The umbrella group Doctors, Patients and Taxpayers for Fiscal Responsibility, focused on fiscal issues. It calls the initiative "a blatant taxpayer rip-off that lines the pockets of a few large biomedical corporations" at a time when the state is "teetering on the edge of bankruptcy."
This weekend, on television sets across the state, Reeve delivers the final appeal for the initiative. The spot is introduced with a message from his family explaining they "wished to honor his memory by airing this, his last recorded message." From his wheelchair, the paralyzed actor urges: "Please support Prop. 71 -- and stand up for those who can't."
About 3,000 miles away, on the Bethesda campus of the National Institutes of Health, views are mixed. James Battey, chair of the NIH stem cell task force, is an enthusiastic supporter who says Proposition 71 could "transform" stem cell research.
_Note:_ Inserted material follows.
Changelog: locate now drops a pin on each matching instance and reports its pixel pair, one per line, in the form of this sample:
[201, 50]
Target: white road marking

NIH Director Elias A. Zerhouni, taking pains to note he was not present when Bush devised his stem cell policy, said the initiative could "complement" his agency's work, but he offered a cautionary note about voters setting research priorities.
"You can see what is politically attractive can take precedence over what's important from the standpoint of public health," he said. "In the long run, I don't think the nation should make decisions in that manner."